I would put good money on whether at least one of them, if not more, is still drunk come time for the Conference Finals to start. We are at one of the sought after clubs in Miami,LIV Nightclub. There is no telling how the coach pulled this, but he did. The team and whoever they want to spend time with fill the VIP area to max capacity. Everyone is so caught up in their own good time that no one notices as I pull Elliot to the bar with me for a moment alone. I'm exhausted and relieved, looking forward to the break we get before the start of the Conference Finals. There was a necessary space between Elliot and I over the last few weeks. One that I had not created with specific intention but now feel like I created it as a way to make the inevitable separation between us easier.
“I’m thinking about heading back to Atlanta for a few days to relax,” I say, leaning against the bar.
Elliot shakes his head, a determined look in his eyes. “No can do, Ziggy. You should come to Arizona with me. It’ll be good for you to unwind somewhere different, like a vacation.”
I frown, crossing my arms. “Elliot, I need to go home. I have things to take care of, and I need to catch up on some sleep in my own bed.”
He steps closer, his voice softening. “I get that, but you can relax just as well in Arizona. My bed is more comfortable than yours, you know. Besides, I really want to spend the few off days I have together. Please?”
I hesitate, torn between the need to put space between us and the undeniable pull of being with him. “Elliot, I don’t know. It feels like a bad idea, this arrangement...whatever this is, works exactly how we have it. We shouldn’t make it worse.”
“Ziggy,” he says, taking my hand, “It’ll be fine. We’ll keep it low-key. Just a few days, no pressure. Everything will be fine.”
His earnest expression is hard to resist. I genuinely know that he means every word of what he is saying. Against my better judgment, I find myself nodding slowly. “Alright, fine. I’ll come to Arizona.”
A broad smile spreads across his face. “You won’t regret it, Ziggy. I promise.”
As we rejoin the team back in the VIP section, I start to wonder if I am making the right decision. But something about Elliot’s conviction makes me feel like this break might be exactly what I need. Instead of packing up my suitcase the next morning to go to Atlanta, I make my way to the airport for the first flight to Arizona.

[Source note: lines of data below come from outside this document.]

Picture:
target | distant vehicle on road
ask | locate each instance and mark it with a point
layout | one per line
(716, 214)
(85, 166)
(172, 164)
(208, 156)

As I sit by the window on the plane ride back, watching the clouds drift by, I feel more anxiety about seeing Elliot than I did in the beginning. Back when we hated each other. The anxiety now is different, lighter but still equally terrifying. This breakcould be a chance to catch my breath, relax, maybe find my zen or something. I don’t know. I’m not sure what ‘my zen’ would look like. Maybe my zen is finding out where things might lead with Elliot.
This is a dangerous thought to let myself focus on, but I do it anyway. Despite my reservations, I am curious about spending time with him away from my job, away from hockey. Sure, he would still have practices, but I would just be free to do whatever I wanted. The Conference Finals loom ahead, promising more intensity than ever before and even greater stakes. But for now, I allow myself to live in fantasyland. Leaning back in my seat, a small smile plays on my lips as the plane carries us toward a brief, much-needed respite cohabitating with Elliot in Arizona.
Chapter 39
Having a few days off at home is a rare gift during the playoffs, and for the first time in forever, I am left with time to breathe. We are gearing up for the first game of the Conference Finals, and it has all of us on edge. The other division started their series a day after ours and just like us, pushed it to a seven game series. That, combined with the first two games being at home, means the boys and I are set to chill in Arizona for a few extra days, biding our time until Game One.